Nausea and reduced protective reflexes can lead to stomach contents being swallowed even after the operation. Patients are therefore always placed in a high position after anesthesia. The medication administered or circulatory fluctuations during anesthesia can lead to confusion, especially in older patients, with sometimes aggressive behavior (delirium, passage syndrome) after anesthesia.

Also read the article on the topic: Side effects of general anesthesia

These drugs are used

Intubation anesthesia has three functions, namely the elimination of pain, consciousness and muscle strength. A strong pain reliever is administered first - strong opiates are always used here, such as Sufentanil (1000 times stronger than morphine) or Fentanyl (100 times stronger than morphine).

Next, a narcotic ("sleeping pill") is injected. The most common is propofol, a white liquid that will make you fall asleep in a few seconds. Other options are thiopental, etomidate, or benzodiazepines. To maintain the anesthesia, inhalative anesthetic gases such as sevoflurane or desflurane can be used or you can continue working with propofol.

Further information on the subject can be found at: Narcotics

Muscle relaxants such as cisatracurium, mivacurium, rocuronium or succinylcholine are used to switch off muscle strength. Depending on how quickly the effect should be felt or how long the procedure is planned, different drugs must be used.

Read more on the topic: Muscle relaxants

Is an anesthetic possible despite a cough / runny nose?

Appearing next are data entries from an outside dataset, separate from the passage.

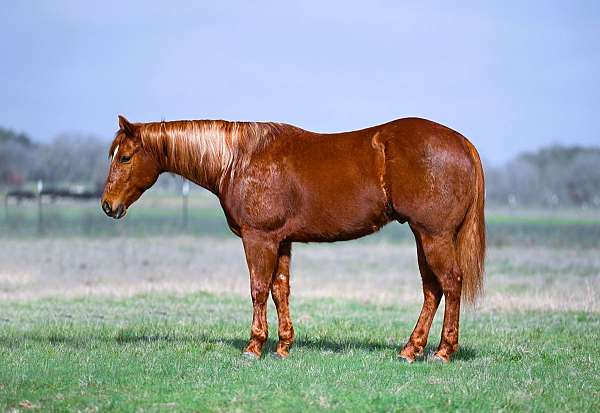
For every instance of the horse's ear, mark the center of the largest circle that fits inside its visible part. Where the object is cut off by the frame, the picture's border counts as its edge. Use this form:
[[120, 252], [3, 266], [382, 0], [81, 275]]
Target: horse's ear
[[125, 125]]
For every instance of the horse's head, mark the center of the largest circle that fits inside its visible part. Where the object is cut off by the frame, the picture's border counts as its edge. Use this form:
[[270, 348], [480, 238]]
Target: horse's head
[[133, 169]]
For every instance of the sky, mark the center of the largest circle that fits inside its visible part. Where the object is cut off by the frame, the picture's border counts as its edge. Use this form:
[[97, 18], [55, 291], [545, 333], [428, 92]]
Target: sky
[[512, 76]]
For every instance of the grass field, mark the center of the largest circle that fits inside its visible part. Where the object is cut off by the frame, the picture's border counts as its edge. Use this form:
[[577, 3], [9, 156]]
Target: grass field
[[143, 315], [164, 353]]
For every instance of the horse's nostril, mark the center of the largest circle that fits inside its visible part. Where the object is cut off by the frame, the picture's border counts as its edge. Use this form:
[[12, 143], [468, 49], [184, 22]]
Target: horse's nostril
[[106, 208]]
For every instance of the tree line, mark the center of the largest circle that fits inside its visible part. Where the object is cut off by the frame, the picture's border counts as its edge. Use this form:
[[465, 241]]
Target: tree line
[[552, 176]]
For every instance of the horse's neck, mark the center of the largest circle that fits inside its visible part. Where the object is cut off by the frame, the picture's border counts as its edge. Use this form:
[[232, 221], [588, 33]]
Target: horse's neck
[[201, 152]]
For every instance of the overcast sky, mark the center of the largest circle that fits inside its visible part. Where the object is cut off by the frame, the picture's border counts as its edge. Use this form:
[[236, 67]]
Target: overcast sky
[[511, 76]]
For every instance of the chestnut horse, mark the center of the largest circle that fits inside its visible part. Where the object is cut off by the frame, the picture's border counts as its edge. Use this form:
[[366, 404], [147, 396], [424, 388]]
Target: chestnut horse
[[280, 184]]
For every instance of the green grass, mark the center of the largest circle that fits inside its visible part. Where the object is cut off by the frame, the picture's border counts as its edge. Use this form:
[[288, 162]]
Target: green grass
[[164, 353]]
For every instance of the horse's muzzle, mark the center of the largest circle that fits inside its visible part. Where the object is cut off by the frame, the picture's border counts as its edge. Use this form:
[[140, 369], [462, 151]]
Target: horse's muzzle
[[117, 213]]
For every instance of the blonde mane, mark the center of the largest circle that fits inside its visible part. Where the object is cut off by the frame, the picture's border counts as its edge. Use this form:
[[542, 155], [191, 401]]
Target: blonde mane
[[207, 149]]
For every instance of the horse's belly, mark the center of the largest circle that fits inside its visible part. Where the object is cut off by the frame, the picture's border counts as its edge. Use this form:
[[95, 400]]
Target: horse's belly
[[337, 217]]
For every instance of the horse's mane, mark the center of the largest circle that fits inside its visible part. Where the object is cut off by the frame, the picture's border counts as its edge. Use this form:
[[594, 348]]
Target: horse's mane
[[206, 148]]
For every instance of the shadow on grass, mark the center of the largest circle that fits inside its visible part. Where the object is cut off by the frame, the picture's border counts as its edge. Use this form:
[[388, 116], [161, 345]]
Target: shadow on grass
[[128, 337]]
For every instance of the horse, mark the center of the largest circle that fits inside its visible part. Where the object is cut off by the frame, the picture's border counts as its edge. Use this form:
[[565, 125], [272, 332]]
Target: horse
[[279, 184]]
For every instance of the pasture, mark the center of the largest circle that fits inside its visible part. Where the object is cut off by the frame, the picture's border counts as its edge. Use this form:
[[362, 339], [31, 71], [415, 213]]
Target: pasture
[[146, 315]]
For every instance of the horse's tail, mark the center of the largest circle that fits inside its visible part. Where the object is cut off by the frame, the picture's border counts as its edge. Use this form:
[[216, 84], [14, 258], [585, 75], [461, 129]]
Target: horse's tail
[[470, 240]]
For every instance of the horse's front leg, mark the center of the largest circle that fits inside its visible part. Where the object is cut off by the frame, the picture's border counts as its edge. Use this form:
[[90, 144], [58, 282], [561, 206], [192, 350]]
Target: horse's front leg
[[280, 291], [261, 256]]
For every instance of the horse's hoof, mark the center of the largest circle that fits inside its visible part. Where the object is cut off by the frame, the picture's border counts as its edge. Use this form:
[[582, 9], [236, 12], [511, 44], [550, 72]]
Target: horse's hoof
[[250, 356], [405, 359], [439, 359]]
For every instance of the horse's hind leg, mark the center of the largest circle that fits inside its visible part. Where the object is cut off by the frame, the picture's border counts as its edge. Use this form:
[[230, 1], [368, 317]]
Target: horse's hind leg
[[440, 254], [432, 294], [280, 291]]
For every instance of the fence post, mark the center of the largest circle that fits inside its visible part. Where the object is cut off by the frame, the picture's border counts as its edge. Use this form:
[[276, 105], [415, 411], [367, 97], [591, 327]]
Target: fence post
[[40, 188], [185, 192]]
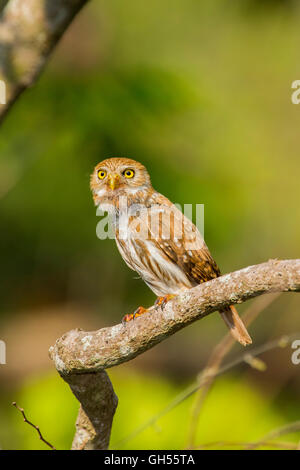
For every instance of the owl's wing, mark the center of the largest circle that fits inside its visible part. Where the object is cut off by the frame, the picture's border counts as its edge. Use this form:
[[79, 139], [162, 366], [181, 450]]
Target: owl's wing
[[182, 243]]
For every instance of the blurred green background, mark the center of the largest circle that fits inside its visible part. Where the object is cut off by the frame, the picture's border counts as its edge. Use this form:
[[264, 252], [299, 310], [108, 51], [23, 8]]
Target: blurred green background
[[200, 92]]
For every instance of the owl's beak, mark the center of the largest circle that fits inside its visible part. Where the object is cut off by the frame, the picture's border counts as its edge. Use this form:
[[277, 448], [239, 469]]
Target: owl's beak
[[113, 181]]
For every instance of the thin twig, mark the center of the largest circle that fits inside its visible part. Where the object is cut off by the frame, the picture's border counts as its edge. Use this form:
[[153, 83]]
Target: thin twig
[[247, 445], [283, 430], [33, 425], [206, 378], [189, 391]]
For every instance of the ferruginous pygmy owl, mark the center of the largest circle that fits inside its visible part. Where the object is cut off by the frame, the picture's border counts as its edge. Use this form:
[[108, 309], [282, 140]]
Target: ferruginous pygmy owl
[[154, 237]]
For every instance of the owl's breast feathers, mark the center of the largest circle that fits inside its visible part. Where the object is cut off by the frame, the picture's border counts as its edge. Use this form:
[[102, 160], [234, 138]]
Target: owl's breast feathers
[[165, 247]]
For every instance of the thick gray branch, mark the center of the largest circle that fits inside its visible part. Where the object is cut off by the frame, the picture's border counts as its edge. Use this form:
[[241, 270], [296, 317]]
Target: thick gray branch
[[98, 405], [81, 352], [29, 30]]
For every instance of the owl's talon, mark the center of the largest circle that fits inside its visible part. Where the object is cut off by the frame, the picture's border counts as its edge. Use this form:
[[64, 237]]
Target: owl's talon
[[131, 316], [162, 301]]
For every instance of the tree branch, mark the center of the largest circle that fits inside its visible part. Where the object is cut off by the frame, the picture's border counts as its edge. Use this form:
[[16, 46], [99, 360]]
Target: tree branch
[[81, 357], [29, 31], [79, 352]]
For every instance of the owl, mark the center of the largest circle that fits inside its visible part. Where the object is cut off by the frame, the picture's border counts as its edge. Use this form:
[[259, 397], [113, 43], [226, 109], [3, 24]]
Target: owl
[[154, 237]]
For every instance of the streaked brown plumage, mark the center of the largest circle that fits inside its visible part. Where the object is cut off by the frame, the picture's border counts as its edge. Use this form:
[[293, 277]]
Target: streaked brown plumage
[[153, 236]]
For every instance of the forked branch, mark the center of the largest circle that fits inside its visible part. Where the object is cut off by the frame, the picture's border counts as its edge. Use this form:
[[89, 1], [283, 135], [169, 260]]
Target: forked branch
[[81, 357], [82, 352]]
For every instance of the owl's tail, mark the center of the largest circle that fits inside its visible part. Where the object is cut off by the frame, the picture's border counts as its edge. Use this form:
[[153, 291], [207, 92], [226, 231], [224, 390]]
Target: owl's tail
[[235, 325]]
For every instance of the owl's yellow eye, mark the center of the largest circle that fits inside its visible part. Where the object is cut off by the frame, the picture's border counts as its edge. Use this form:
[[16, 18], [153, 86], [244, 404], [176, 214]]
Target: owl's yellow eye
[[129, 173], [101, 174]]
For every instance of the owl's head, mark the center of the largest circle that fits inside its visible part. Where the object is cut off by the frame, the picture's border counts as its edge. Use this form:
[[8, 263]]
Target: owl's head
[[118, 176]]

If the patient is actually healthy, has no pre-existing cardiovascular or lung disease and only has a slight cough / runny nose without a fever, an anesthetic can still be considered. However, it is possible that symptoms worsen after anesthesia. The intervention puts additional strain on the immune system and cannot defend itself so well against pathogens.
However, if there is a strong cough or cough with sputum, as well as runny nose with yellowish secretion or fever, the operation should be postponed if possible. Intubation anesthesia puts a lot of strain on the body and a strong immune system is also important for healing after the operation.